The first shot from the bombers had been well sent and accomplished all that was expected of it. Hardly had the dancing echoes bounded from a neighboring elevation than there came a second explosion, if anything louder than the preceding one.
So the bombs exploded in pairs, just as they were let go by the units in the double column of advancing raiders. Two, four, six had gone, and if all struck as true to the mark as that initial one, there must be little left of the doomed castle by now.
Jack was in a fever of suspense.
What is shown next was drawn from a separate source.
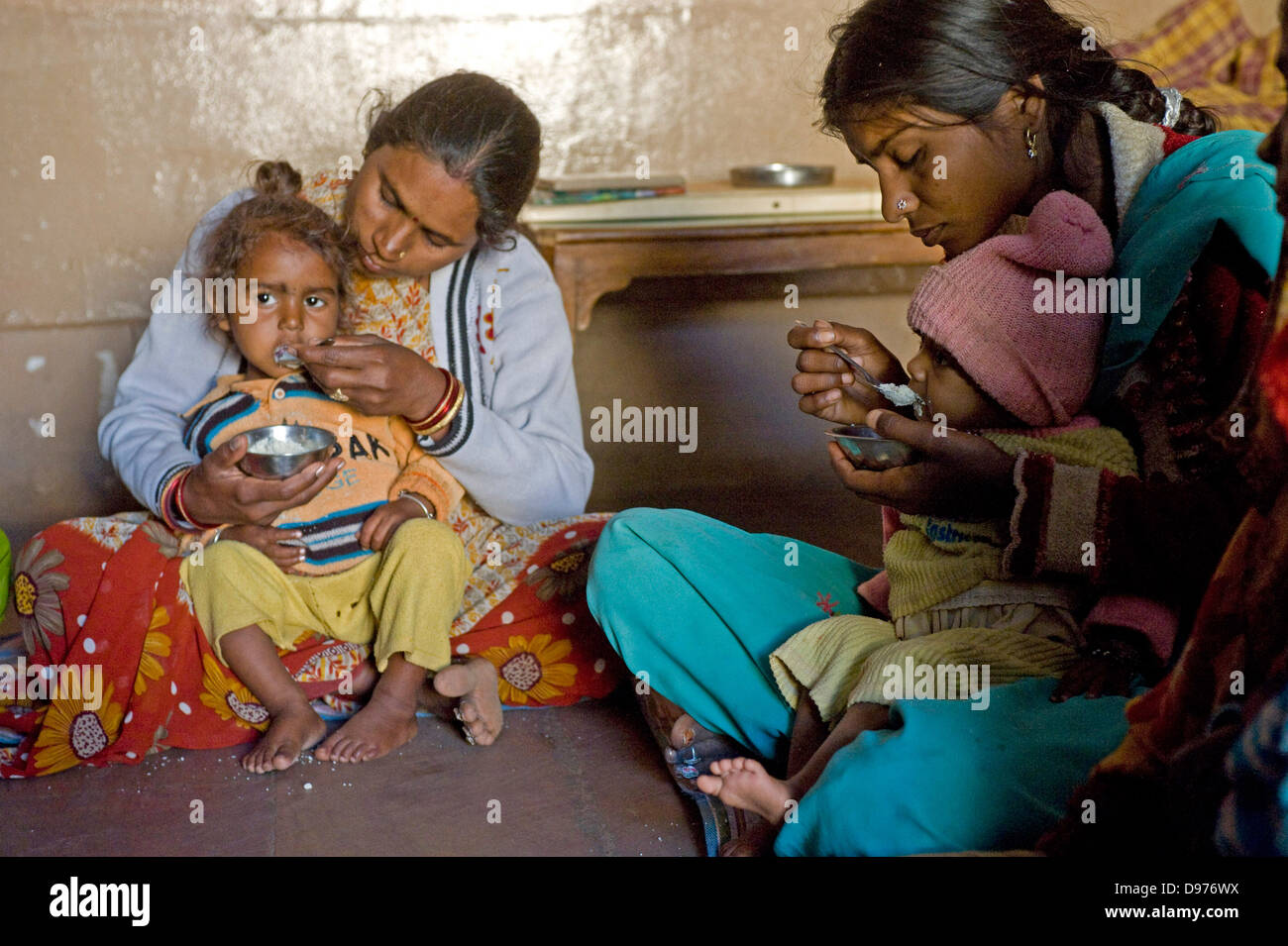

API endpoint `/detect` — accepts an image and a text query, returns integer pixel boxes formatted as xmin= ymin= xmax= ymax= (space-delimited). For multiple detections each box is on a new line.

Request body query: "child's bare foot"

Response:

He feared that the signal to cease firing might be given before he could drop his bomb, the commander of the bombing fleet having decided enough damage had already been inflicted, and that it would be only a waste of good material to rain down any more bombs.
But seven and then eight were falling, as though it had been settled to make a clean sweep while about it.
Their turn next!
Jack gritted his teeth and awaited Tom's cry, when he would be the last to burst into the rousing chorus of thunderous reports. The signal came, and Jack pressed the trigger, releasing the hanging bomb, and starting it on its downward journey.
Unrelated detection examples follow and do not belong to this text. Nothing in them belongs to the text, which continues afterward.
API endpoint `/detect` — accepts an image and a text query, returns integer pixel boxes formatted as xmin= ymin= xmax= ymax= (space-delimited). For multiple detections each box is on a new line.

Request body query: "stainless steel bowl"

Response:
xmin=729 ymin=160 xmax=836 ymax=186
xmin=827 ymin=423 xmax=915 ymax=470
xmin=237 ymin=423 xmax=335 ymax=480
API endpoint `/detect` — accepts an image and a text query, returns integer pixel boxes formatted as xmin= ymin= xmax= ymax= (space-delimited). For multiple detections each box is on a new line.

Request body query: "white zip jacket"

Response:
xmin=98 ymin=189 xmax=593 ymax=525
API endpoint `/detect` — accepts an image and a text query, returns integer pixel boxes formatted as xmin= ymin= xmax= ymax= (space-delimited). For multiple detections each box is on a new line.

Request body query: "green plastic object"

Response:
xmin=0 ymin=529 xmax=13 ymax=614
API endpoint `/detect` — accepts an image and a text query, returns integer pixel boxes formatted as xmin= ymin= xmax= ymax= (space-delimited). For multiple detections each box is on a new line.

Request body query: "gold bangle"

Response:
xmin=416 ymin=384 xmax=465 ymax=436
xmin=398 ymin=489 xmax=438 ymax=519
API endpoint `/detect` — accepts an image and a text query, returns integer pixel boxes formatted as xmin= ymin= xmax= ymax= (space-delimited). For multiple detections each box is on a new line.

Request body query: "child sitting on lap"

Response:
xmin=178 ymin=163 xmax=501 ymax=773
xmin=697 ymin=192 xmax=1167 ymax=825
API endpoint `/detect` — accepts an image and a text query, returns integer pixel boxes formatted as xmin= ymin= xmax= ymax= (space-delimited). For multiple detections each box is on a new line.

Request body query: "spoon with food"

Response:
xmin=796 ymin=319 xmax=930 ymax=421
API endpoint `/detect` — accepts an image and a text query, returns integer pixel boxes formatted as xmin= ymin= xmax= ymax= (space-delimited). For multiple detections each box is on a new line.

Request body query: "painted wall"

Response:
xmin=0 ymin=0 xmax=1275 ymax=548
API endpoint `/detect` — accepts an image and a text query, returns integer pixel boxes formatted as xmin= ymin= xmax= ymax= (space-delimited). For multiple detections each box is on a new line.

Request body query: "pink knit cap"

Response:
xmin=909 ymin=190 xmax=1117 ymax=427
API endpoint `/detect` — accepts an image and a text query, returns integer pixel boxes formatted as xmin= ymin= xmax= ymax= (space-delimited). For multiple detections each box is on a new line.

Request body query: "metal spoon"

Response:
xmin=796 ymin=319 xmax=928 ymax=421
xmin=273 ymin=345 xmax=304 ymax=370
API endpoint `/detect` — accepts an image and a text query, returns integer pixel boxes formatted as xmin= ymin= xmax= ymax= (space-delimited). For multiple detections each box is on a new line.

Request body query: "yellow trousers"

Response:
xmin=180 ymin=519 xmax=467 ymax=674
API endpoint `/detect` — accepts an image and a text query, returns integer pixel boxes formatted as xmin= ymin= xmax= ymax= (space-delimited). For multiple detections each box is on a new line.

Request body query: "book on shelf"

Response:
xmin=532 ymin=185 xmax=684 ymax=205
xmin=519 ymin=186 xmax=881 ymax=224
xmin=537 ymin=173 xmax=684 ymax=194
If Tom's judgment was good it would at least strike somewhere in the midst of the débris and add more or less to the wreckage. As to whether the Boche commander-in-chief had been caught napping and buried in the ruins, was a matter about which they could only speculate.
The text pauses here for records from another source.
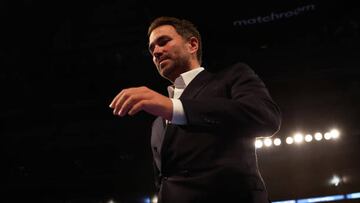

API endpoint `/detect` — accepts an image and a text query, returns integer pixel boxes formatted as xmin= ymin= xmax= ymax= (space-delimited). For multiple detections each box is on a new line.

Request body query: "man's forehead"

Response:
xmin=149 ymin=25 xmax=177 ymax=43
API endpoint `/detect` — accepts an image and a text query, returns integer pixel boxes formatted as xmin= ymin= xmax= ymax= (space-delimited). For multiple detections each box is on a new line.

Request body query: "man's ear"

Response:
xmin=189 ymin=37 xmax=199 ymax=53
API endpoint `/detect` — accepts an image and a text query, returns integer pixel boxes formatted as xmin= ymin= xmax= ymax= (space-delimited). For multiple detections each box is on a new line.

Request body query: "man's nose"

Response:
xmin=153 ymin=47 xmax=162 ymax=59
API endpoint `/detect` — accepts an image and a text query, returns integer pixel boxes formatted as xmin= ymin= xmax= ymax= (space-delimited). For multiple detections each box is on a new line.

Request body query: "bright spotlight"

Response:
xmin=305 ymin=134 xmax=312 ymax=142
xmin=314 ymin=133 xmax=322 ymax=141
xmin=286 ymin=137 xmax=294 ymax=144
xmin=324 ymin=132 xmax=331 ymax=140
xmin=274 ymin=138 xmax=281 ymax=146
xmin=151 ymin=195 xmax=158 ymax=203
xmin=330 ymin=129 xmax=340 ymax=139
xmin=264 ymin=138 xmax=272 ymax=147
xmin=294 ymin=133 xmax=304 ymax=143
xmin=330 ymin=175 xmax=341 ymax=186
xmin=255 ymin=140 xmax=263 ymax=148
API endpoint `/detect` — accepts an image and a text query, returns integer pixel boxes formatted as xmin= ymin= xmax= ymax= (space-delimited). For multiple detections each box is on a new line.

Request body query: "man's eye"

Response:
xmin=158 ymin=39 xmax=170 ymax=46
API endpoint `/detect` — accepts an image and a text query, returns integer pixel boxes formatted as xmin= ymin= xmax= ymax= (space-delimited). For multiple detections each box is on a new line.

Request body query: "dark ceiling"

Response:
xmin=0 ymin=0 xmax=360 ymax=202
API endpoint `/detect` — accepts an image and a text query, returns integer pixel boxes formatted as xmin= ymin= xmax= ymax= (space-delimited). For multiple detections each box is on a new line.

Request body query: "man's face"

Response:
xmin=149 ymin=25 xmax=191 ymax=81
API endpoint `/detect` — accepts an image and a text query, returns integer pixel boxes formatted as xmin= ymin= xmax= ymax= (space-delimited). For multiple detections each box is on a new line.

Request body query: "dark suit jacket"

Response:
xmin=151 ymin=63 xmax=281 ymax=203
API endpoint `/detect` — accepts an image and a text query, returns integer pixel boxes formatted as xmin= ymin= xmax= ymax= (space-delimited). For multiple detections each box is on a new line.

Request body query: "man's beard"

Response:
xmin=158 ymin=57 xmax=190 ymax=81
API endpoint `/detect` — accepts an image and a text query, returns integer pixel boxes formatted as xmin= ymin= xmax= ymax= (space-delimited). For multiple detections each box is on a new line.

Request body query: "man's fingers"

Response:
xmin=109 ymin=90 xmax=124 ymax=108
xmin=128 ymin=100 xmax=145 ymax=116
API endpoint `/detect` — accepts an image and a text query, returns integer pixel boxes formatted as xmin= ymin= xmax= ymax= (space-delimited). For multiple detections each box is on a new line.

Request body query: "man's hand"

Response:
xmin=110 ymin=87 xmax=173 ymax=120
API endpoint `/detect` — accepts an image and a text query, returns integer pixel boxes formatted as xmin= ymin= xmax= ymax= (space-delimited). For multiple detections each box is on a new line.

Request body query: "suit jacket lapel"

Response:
xmin=180 ymin=70 xmax=213 ymax=99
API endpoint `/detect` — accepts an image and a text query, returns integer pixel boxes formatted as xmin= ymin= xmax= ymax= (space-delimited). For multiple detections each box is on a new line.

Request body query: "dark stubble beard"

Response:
xmin=158 ymin=56 xmax=190 ymax=82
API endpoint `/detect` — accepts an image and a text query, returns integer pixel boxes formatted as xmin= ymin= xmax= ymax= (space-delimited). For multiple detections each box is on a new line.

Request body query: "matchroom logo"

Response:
xmin=233 ymin=4 xmax=315 ymax=26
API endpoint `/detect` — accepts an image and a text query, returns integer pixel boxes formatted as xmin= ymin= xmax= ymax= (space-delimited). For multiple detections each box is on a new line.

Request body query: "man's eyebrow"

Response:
xmin=149 ymin=35 xmax=169 ymax=52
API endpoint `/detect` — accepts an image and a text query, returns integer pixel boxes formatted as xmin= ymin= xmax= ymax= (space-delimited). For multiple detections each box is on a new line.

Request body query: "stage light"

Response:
xmin=330 ymin=175 xmax=341 ymax=186
xmin=305 ymin=134 xmax=312 ymax=142
xmin=346 ymin=192 xmax=360 ymax=199
xmin=314 ymin=133 xmax=322 ymax=141
xmin=274 ymin=138 xmax=281 ymax=146
xmin=286 ymin=137 xmax=294 ymax=144
xmin=272 ymin=200 xmax=296 ymax=203
xmin=264 ymin=138 xmax=272 ymax=147
xmin=294 ymin=133 xmax=304 ymax=143
xmin=255 ymin=140 xmax=263 ymax=148
xmin=330 ymin=129 xmax=340 ymax=139
xmin=324 ymin=132 xmax=331 ymax=140
xmin=151 ymin=195 xmax=158 ymax=203
xmin=296 ymin=195 xmax=345 ymax=203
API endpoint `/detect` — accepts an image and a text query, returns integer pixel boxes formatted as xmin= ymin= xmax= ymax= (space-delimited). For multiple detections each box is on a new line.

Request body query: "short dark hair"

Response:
xmin=148 ymin=16 xmax=202 ymax=64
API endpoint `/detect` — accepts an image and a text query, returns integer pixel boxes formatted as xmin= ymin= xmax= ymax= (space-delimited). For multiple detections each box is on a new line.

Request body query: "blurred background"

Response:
xmin=0 ymin=0 xmax=360 ymax=203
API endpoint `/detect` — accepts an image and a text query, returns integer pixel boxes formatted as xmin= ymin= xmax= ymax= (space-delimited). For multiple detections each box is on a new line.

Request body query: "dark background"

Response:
xmin=0 ymin=0 xmax=360 ymax=202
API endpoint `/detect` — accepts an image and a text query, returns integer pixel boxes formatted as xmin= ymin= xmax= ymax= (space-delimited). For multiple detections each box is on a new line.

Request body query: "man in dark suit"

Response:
xmin=110 ymin=17 xmax=281 ymax=203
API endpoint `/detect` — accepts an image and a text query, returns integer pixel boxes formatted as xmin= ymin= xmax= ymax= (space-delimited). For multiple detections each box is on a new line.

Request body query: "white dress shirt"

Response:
xmin=168 ymin=67 xmax=204 ymax=125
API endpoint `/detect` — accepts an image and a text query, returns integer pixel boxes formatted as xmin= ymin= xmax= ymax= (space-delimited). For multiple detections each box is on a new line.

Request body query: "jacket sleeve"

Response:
xmin=181 ymin=63 xmax=281 ymax=136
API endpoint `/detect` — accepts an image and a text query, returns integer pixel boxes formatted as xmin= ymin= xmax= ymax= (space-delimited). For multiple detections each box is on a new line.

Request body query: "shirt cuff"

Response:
xmin=171 ymin=99 xmax=187 ymax=125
Tom himself doubted whether such a happy solution of the affair could be attained, because he had known of various attempts being made in times gone by to "get" the Kaiser himself when visiting the western front, but always without success.
They heard a frightful crash, much louder than any of those preceding it. The big plane rocked and swayed as though in a gale, and Tom needed all his skill to keep from being thrown off his balance.
It was no mystery to Jack. He realized that by a strange coincidence his falling bomb and that of the other rear plane had exploded simultaneously, making the ground vibrate, and completely destroying anything that had been left of the French chateau.